How to secure your credit score when purchasing real estate

All the hard work of buying a home and reaching the end of the home-buying process can go down the drain with just one misstep.

While always protecting your credit record is of the utmost importance, maintaining a strong credit score is also essential during loan processing.

As you prepare and gather documents for your home purchase, don’t forget about also protecting your credit score during this critical time. Read on to learn about some easy-to-follow tips that will allow you to uphold your stellar credit score as you take on the real estate market.

Monitor credit report

The first step is knowing.

When you know where you stand, you can then make the necessary adjustments to improve your score.

Credit companies and other financial institutions make it easier than ever to take a glance.

Equifax, Experian and TransUnion, by mandate, offer customers a comprehensive annual credit report that you should take advantage of.

Take your time and review the report with a fine-tooth comb. Make sure everything is recognizable and that the numbers add up.

Avoid opening new lines of credit

When buying a home, a lender will analyze an applicant’s income in relation to outstanding debt.

This ratio will help lenders determine an applicant’s lending readiness.

So, as a buyer, try to avoid opening and using new lines of credit that will upend your debt-to-income ratio.

While a purchase might not tip the scale in any direction, a lender doesn’t really like surprises so standby on opening new accounts until the purchase is signed, sealed and delivered.

Be on alert for scams

The frequency of scam emails, texts and phone calls you encounter only seem to increase these days.

Worse, one slip up can have a devastating effect on your efforts of buying a home.

So learn to recognize phishing emails, calls or other sophisticated attempts to trap your finances. A common-sense approach, like not giving away sensitive information without verifying the identity of the solicitor, will protect your finances and credit.

Freeze credit

This is only to be used when it’s absolutely necessary.

If you suspect fraud, a credit freeze prevents anyone, lenders included, from accessing your credit report.

This credit pause will buy you enough time to figure out what’s wrong, submit a dispute and resolve the issue.

You’ll need to file a freeze with all the major credit bureaus listed above for this measure to be effective.

Get credit alerts

Go the extra mile with credit monitoring and set up alerts that provide more real-time snapshots of where you stand.

Major credit cards and other companies like Credit Karma offer customers free credit monitoring and regular updates in their inboxes every 30 days.

Customers can customize their settings so they receive alerts based on sensitivity.
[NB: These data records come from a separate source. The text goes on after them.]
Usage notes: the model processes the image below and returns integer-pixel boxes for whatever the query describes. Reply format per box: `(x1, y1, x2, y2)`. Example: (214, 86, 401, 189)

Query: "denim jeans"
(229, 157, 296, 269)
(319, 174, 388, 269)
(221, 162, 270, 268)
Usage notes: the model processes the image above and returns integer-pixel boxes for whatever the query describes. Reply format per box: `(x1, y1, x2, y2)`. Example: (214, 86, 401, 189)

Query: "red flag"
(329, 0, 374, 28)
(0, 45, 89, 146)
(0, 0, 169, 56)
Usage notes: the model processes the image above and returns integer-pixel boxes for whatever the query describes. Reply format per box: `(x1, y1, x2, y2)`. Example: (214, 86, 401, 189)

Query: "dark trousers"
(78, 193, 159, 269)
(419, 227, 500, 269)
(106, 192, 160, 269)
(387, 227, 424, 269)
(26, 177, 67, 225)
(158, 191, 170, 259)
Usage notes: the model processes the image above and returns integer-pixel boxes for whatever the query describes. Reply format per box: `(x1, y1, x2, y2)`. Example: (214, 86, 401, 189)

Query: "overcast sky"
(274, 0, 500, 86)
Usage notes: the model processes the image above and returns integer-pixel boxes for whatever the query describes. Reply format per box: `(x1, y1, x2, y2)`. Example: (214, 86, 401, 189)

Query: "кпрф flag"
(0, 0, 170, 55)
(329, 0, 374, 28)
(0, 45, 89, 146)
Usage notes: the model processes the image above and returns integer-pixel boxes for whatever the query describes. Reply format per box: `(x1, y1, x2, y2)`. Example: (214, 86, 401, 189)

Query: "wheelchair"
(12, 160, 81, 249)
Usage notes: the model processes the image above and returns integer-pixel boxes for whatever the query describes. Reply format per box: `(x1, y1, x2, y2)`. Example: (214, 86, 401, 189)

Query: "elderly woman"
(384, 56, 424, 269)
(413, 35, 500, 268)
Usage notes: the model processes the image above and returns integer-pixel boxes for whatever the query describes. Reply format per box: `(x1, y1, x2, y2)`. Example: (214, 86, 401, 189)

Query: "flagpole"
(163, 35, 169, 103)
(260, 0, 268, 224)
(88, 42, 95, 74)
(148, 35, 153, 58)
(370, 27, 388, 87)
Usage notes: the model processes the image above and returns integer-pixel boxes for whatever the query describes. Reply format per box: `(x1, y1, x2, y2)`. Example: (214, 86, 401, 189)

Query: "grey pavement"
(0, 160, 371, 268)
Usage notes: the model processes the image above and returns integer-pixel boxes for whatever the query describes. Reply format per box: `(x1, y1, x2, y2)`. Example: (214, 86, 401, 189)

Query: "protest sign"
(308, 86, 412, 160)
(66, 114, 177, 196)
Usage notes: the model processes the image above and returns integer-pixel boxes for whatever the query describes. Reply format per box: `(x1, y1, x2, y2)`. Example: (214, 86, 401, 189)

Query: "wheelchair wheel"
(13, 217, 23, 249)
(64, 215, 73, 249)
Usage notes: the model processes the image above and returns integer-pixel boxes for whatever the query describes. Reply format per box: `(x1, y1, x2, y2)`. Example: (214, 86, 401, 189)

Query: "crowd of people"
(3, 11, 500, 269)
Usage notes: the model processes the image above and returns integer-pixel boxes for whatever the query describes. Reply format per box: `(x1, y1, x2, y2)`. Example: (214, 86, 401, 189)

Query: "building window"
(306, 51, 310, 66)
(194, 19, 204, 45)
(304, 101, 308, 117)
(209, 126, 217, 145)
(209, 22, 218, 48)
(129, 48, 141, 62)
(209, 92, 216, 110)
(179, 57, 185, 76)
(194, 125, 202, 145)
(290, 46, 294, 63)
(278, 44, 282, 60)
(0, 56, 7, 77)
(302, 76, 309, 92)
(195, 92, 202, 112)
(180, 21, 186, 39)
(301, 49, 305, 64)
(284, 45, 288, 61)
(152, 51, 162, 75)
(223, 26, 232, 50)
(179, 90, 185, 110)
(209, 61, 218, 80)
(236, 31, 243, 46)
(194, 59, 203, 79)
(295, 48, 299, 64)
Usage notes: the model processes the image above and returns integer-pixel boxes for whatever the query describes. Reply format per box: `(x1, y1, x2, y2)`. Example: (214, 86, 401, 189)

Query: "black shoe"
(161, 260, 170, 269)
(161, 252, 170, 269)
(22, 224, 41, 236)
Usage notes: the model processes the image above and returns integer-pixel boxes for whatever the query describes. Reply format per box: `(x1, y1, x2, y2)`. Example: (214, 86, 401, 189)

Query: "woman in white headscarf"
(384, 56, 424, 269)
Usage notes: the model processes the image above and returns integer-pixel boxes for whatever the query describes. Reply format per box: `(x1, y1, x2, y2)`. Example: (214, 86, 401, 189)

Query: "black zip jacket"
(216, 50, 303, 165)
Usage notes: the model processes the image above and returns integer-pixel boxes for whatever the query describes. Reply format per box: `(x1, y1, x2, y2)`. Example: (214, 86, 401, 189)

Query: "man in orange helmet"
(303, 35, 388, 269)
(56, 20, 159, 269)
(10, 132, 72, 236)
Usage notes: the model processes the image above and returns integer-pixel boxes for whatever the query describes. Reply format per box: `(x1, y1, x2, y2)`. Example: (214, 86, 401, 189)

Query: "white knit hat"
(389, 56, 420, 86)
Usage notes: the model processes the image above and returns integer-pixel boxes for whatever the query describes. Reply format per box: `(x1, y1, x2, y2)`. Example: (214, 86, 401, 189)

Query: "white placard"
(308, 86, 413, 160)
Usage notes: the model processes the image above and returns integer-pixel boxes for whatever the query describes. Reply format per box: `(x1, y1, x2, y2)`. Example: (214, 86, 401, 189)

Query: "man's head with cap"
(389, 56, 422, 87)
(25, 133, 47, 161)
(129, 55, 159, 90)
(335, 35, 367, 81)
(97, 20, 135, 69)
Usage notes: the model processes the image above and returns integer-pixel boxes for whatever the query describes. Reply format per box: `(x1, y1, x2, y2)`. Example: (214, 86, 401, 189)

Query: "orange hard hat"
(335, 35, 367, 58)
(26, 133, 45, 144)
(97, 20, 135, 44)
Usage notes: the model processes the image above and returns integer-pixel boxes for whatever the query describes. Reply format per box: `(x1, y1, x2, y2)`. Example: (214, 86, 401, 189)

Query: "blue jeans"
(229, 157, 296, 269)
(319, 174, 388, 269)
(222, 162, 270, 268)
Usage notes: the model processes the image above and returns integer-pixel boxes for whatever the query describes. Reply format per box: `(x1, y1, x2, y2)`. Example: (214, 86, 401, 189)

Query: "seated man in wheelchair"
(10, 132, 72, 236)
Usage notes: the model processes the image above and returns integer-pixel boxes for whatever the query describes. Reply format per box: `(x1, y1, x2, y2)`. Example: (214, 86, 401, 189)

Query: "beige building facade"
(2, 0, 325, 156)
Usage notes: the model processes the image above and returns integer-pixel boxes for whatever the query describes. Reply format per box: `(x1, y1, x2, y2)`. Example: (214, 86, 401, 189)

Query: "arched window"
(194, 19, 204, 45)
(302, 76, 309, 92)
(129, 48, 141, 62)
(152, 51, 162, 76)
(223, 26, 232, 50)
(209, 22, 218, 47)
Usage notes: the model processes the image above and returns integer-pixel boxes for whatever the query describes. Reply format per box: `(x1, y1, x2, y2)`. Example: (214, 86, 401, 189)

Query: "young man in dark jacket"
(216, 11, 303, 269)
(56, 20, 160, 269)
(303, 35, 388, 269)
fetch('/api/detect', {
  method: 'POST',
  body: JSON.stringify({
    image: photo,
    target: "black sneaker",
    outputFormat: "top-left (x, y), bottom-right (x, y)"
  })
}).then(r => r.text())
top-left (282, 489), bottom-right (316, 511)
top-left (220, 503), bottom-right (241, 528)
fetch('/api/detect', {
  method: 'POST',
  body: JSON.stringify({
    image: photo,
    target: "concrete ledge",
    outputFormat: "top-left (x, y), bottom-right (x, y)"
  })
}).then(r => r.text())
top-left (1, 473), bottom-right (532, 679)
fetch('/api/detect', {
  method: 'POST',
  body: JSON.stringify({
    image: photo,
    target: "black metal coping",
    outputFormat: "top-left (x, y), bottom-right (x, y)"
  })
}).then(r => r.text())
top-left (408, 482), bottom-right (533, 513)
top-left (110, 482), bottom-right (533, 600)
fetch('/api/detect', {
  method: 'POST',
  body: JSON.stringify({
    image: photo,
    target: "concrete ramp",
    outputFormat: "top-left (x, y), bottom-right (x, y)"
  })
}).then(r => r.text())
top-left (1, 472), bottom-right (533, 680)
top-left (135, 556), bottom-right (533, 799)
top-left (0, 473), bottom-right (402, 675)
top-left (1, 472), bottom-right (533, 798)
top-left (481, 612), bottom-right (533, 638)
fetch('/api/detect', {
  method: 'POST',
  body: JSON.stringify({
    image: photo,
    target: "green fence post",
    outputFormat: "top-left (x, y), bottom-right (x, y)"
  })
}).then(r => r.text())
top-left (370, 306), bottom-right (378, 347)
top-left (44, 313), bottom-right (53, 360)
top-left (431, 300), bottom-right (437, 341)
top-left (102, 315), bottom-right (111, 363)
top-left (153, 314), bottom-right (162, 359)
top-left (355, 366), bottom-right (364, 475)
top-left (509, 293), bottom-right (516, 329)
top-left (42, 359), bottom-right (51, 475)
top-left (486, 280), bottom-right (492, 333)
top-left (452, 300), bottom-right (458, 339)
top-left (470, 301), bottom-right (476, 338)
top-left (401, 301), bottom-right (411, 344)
It’s ideal to choose a wide-range setting so nothing slips by that can potentially damage your credit score.

Ready to make offer on dream home? 5 things to know

Once the finish line toward homeownership is in plain view, it’s natural to be overcome by joy and jitters.
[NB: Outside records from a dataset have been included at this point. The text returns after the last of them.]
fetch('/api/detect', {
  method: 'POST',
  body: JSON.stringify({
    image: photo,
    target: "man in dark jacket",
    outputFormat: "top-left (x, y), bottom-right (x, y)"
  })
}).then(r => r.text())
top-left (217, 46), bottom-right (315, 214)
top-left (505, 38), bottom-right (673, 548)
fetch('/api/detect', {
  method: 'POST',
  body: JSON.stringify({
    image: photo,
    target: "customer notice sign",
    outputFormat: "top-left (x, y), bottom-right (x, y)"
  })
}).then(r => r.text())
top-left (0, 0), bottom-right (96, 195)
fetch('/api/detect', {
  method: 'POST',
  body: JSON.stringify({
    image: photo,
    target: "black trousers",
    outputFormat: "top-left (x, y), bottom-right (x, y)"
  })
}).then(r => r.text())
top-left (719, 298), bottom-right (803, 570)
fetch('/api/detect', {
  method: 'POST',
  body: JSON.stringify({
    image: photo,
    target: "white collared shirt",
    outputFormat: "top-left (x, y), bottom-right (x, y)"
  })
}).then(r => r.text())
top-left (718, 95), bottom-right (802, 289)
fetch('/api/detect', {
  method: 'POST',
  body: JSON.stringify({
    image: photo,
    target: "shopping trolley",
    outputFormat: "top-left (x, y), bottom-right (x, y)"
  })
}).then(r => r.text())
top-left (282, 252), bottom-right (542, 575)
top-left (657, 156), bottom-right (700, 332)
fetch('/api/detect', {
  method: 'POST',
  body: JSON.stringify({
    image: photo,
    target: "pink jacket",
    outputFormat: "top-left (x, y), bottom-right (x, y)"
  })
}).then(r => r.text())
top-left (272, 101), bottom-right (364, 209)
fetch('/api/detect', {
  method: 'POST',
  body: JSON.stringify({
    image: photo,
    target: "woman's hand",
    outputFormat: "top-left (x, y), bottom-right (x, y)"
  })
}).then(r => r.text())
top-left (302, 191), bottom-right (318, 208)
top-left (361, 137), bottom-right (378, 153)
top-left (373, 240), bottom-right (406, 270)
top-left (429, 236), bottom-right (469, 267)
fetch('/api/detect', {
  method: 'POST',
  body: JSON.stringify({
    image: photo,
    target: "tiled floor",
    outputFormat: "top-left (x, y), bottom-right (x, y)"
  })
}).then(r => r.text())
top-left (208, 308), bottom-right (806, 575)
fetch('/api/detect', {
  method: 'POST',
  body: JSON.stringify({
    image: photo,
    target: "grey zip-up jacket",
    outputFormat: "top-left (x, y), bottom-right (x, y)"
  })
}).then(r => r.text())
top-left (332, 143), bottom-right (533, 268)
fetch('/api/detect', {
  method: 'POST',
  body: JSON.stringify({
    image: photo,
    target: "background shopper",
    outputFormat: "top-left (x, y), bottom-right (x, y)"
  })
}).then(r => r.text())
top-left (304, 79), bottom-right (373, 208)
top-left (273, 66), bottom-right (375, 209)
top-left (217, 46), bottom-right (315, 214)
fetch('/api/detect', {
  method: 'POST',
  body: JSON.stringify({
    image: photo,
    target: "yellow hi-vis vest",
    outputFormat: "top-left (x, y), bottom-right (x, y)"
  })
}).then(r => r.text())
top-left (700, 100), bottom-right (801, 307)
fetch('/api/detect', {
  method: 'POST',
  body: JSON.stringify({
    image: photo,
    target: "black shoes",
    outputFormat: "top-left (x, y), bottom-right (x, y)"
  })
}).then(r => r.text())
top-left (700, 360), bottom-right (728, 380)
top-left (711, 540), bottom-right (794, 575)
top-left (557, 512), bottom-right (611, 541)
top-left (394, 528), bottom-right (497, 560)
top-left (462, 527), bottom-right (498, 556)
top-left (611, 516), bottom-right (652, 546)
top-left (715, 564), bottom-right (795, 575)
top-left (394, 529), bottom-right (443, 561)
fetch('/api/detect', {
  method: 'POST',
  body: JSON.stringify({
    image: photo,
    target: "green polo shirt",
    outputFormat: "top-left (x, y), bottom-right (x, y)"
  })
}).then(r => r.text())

If you’re about ready to submit an offer for your dream home purchase, here are some things to consider as you approach the finish line.

Be preapproved

The importance of getting a preapproval cannot be stressed enough.

During the preapproval process, the lender will determine whether the applicant qualifies for a loan and for how much.

A preapproval will not only help establish the buyer’s budget, but it’s a signal to the seller that the applicant is vetted and ready to strike a deal.

A preapproval is like having a world-class runner on your team.

Reduce contingencies

Any major transaction such as buying a home will come with contingencies. They’re great for protecting each party, but they can also bog down the process.

So whenever possible, the buyer should be reasonable with their expectations in today’s red-hot market.

The easier path forward you can create, the better the chances you’ll have for success.

Get feel for neighborhood

In a tight market, buyers are not always finding homes in neighborhoods they both know and desire.

Since buying a home is like buying a neighborhood, it’s vital to check out the neighborhood and learn about what makes it tick.

If the home you’re eyeballing is comparable to other homes in neighborhoods you know, why not give it a chance? Just do a little more digging first to determine if the unfamiliar neighborhood as a whole matches your needs and lifestyle.

Don’t forget closing costs

With all the excitement bubbling up during the final phases of buying a home, it’s easy to lose sight of the closing costs.

Buyers should remember that closing costs represent about 2% to 5% of the purchase price, a cost on top of the financed portion of the transaction.

Review every bottom line number, including the purchase amount, taxes and closing costs, for the full picture of the costs associated with buying a home.

Leave no stone unturned

Again, the excitement of buying a home is overwhelming, as it should be.

Nevertheless, buyers should be mindful and not just gloss over some of the details and fine print.

Home buyers can make more informed financial decisions and plan ahead by accounting for home insurance premiums, utility bills and other miscellaneous costs.